The film, which opens Friday, has already garnered the Best Director award for Refn at Cannes. I saw a screening earlier this week.

And I haven't been so jazzed by a film's visual world in a long stretch.

Imagine a stark skeletal fable rendered in color-and-shadow-saturated set pieces: a moody L.A.-noir, at once intimate, lean, yet monumental, painted in sugar-candy baroque.

And blood of course. Lots of it -- and shockingly -- when blood-and-bullets time comes. Not to mention hammers, knives, and the odd fork or two.

The story, adapted from James Sallis' short novel: a nameless young movie stunt driver (Ryan Gosling), moonlighting as a getaway driver in L.A., falls for a young mom (Carey Mulligan) with a little boy. Her hubby (Oscar Isaac) turns up from an enforced absence. Gosling goes along to help on a "job."

Whereupon, as the great Ray Winstone would put it, things go all "pear-shaped." And Drive's shadowy guys (Albert Brooks and Ron Perlman) turn very dark indeed.

Gosling's enigmatic Driver smiles more than he speaks, to the point of an eerie "I am-a-machine" autist cool (except when he starts threatening baddies). The verbals are left to the dark side, and Albert Brooks does bravura work as a salt-of-the-earth schmuck who's a convincingly reluctant but truly scary monster.

Refn constructs Drive's rhythm with long stretches of silence, interspersing them with mayhem. You might say this is a movie about people sitting around quietly smiling, and then all hell exploding. I mean exploding. The gunfire even sounds beefed up, like in Bonnie and Clyde. A worthwhile tactic, if so, for its shock value. I thought somewhat of Soderbegh's intimate The Limey (certain scenes) ratcheted up with the silences-then-apocalypses of Takeshi Kitano films.
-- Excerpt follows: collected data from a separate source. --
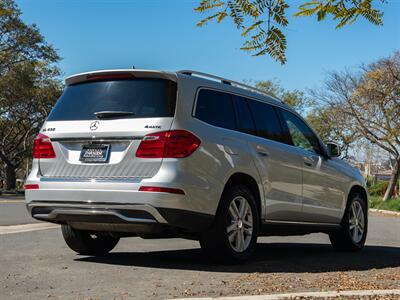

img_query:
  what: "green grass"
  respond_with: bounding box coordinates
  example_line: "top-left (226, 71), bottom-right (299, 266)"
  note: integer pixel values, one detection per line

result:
top-left (369, 195), bottom-right (400, 212)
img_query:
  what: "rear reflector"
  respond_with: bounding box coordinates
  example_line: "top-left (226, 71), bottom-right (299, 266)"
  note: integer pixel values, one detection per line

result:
top-left (24, 184), bottom-right (39, 190)
top-left (139, 186), bottom-right (185, 195)
top-left (136, 130), bottom-right (201, 158)
top-left (33, 133), bottom-right (56, 159)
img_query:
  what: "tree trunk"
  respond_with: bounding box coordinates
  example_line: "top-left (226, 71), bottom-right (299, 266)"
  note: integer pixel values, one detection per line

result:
top-left (383, 158), bottom-right (400, 201)
top-left (4, 164), bottom-right (16, 191)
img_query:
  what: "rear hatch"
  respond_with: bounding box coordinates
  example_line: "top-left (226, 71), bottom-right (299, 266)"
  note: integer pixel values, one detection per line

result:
top-left (39, 72), bottom-right (177, 180)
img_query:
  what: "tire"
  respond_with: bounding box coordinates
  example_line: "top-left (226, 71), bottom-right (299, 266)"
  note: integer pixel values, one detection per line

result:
top-left (200, 184), bottom-right (259, 264)
top-left (329, 192), bottom-right (368, 251)
top-left (61, 225), bottom-right (120, 255)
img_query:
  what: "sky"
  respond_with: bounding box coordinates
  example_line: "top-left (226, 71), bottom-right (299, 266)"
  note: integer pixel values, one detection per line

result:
top-left (15, 0), bottom-right (400, 92)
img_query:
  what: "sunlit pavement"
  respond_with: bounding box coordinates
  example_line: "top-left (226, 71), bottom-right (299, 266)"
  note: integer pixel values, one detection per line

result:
top-left (1, 199), bottom-right (399, 299)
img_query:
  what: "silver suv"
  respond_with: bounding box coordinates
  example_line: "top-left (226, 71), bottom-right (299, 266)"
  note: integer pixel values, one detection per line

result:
top-left (25, 69), bottom-right (368, 263)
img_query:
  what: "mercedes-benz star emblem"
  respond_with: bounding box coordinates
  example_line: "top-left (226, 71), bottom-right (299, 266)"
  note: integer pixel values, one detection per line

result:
top-left (90, 120), bottom-right (99, 131)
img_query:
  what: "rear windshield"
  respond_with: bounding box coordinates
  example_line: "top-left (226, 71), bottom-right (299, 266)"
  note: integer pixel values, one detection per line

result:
top-left (47, 78), bottom-right (177, 121)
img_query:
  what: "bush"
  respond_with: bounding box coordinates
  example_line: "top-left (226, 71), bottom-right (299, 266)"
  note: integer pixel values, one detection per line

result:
top-left (365, 175), bottom-right (375, 188)
top-left (368, 181), bottom-right (388, 196)
top-left (369, 196), bottom-right (400, 212)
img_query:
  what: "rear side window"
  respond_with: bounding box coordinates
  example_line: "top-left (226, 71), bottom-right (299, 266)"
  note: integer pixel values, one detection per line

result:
top-left (233, 96), bottom-right (256, 135)
top-left (247, 100), bottom-right (284, 143)
top-left (195, 89), bottom-right (236, 130)
top-left (47, 79), bottom-right (177, 121)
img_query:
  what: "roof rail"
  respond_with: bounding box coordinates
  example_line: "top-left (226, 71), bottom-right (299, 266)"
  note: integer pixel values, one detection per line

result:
top-left (178, 70), bottom-right (282, 102)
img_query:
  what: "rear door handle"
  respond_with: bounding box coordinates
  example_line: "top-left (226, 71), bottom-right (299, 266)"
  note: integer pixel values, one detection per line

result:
top-left (258, 151), bottom-right (268, 157)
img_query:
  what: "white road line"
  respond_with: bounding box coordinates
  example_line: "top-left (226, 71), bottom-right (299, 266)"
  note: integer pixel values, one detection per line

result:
top-left (0, 200), bottom-right (25, 204)
top-left (182, 289), bottom-right (400, 300)
top-left (0, 223), bottom-right (59, 235)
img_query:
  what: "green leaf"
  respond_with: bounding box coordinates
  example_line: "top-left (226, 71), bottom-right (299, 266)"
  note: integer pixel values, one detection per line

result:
top-left (194, 0), bottom-right (225, 12)
top-left (241, 20), bottom-right (264, 36)
top-left (197, 12), bottom-right (226, 27)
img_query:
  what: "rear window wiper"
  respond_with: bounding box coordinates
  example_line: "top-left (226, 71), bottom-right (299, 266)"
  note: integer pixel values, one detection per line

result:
top-left (94, 111), bottom-right (135, 119)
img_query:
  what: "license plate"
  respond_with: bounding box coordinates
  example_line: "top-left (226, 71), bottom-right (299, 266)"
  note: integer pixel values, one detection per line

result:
top-left (79, 144), bottom-right (110, 163)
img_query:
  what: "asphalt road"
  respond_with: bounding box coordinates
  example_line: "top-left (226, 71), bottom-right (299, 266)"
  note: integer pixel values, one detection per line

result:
top-left (0, 200), bottom-right (39, 225)
top-left (1, 198), bottom-right (399, 299)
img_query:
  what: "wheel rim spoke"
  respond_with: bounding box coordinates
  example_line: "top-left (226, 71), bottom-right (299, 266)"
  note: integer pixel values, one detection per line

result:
top-left (351, 205), bottom-right (357, 219)
top-left (352, 225), bottom-right (358, 241)
top-left (356, 205), bottom-right (362, 220)
top-left (239, 198), bottom-right (246, 219)
top-left (359, 218), bottom-right (364, 230)
top-left (241, 231), bottom-right (246, 251)
top-left (227, 223), bottom-right (237, 234)
top-left (228, 230), bottom-right (237, 243)
top-left (243, 227), bottom-right (252, 235)
top-left (243, 219), bottom-right (252, 227)
top-left (229, 205), bottom-right (239, 221)
top-left (236, 230), bottom-right (242, 251)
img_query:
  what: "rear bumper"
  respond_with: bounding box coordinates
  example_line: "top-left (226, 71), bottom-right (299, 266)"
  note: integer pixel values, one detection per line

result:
top-left (25, 157), bottom-right (222, 234)
top-left (26, 195), bottom-right (214, 234)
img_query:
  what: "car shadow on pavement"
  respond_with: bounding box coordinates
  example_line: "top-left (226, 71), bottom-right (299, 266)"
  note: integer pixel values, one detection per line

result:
top-left (75, 242), bottom-right (400, 273)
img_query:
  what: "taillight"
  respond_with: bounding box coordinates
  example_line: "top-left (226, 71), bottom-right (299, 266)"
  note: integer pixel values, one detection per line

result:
top-left (24, 184), bottom-right (39, 190)
top-left (136, 130), bottom-right (201, 158)
top-left (33, 133), bottom-right (56, 159)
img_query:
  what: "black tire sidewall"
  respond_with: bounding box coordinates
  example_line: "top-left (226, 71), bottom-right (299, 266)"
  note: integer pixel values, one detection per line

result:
top-left (201, 184), bottom-right (259, 263)
top-left (330, 192), bottom-right (368, 251)
top-left (61, 225), bottom-right (119, 255)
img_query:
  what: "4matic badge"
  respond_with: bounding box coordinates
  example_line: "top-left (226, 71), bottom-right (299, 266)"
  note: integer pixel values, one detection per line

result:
top-left (145, 125), bottom-right (161, 129)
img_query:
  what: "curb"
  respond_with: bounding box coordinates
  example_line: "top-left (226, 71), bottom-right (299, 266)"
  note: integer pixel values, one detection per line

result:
top-left (181, 289), bottom-right (400, 300)
top-left (369, 208), bottom-right (400, 216)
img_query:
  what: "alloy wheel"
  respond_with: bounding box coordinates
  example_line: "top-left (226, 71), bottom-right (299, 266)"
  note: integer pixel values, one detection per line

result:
top-left (349, 199), bottom-right (365, 243)
top-left (226, 196), bottom-right (254, 253)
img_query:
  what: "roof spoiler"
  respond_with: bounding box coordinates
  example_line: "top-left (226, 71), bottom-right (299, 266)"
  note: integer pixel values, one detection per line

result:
top-left (65, 69), bottom-right (177, 86)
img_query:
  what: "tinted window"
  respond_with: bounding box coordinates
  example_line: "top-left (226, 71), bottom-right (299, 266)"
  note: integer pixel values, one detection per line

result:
top-left (195, 89), bottom-right (236, 130)
top-left (280, 109), bottom-right (321, 153)
top-left (247, 100), bottom-right (284, 142)
top-left (47, 79), bottom-right (177, 121)
top-left (233, 96), bottom-right (256, 135)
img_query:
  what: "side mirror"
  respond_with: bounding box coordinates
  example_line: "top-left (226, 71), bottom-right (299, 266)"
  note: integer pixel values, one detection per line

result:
top-left (326, 142), bottom-right (341, 157)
As for Drive's auto action, there's a big three, besides Mulligan and Gosling's debut holding of hands on a car's gear shift. First up: a tour de force of hide and seek through a haunting vision of L.A., structured around the radio play-by-play of a Clippers game. The second comes in tandem with a robbery, and the tandem is fantastic shocking stuff, a worthy addition to the pantheon of crime-thriller highlights. It's not quite Ronin's chase extravaganza -- has any actor ever registered high-speed driving like De Niro? -- but it has a higher adrenaline frenzy. The movie's Pandora Box gets flung open, and here comes hell on wheels. Gosling gives good value as a wheel man in action. Auto-action number three: Refn's theatricality comes on display, such as he showed in Bronson.

Oh and there's brief urban-bucolic homage to To Live and Die in L.A. and the L.A. river.

Any ambitious crime thriller gives the pleasures of its answers to the genre's formalized moments and challenges. Drive's spin on the "Ferocious Encounter in a Confined Public Space" offers some hyper-violence fuel-injected with love suddenly showing its cards. Compare this to like situations in Kitano's Sonatine (pardon the dub) and Stallone's oddball (gulp, underrated?) Get Carter.

More profound is Drive's non-classical variation on the "Vulnerable Point" element of such films. Usually there's an inevitable shape to the narrative when the most vulnerable/valued people or situation are identified... But as with No Country for Old Men, Drive has its own way with this convention. I'm not sure if it ultimately works, to be honest. I mean that literally: I'm not sure. I'm not quite sure about the soundtrack, either, which is retro Europop stuff and lends, to my hard-boiled ears, a too-Wagnerian grandiosity to the proceedings.

But Drive -- one silence-and-sugar rush, one arresting artful ride. I can't wait to see it again to take in more fully its pleasures. Which, for all their immediacy, involve no handheld cameras!

But watch out for handshakes. And stunning closing shadows.

One final note, wine-related. Author Sallis is a prodigious talent: crime writer, poet, literary translator, biographer, musician. But in Drive the novel, he has a character (not in the movie) who brings to dinner supposedly tasty wines that I have to say, do not cut it. A Chilean Merlot? An Australian Merlot-Shiraz blend? Oy. If you're drinking in that style, I'd suggest an Argentinean Malbec Reserva or a Cab. I'd show up for a dinner for them.

Small disclaimer: Drive exec producer David Lancaster at Bold Films produced a film of mine called The Sadness of Sex. I'm sure he apologizes for that blunder every night in his prayers.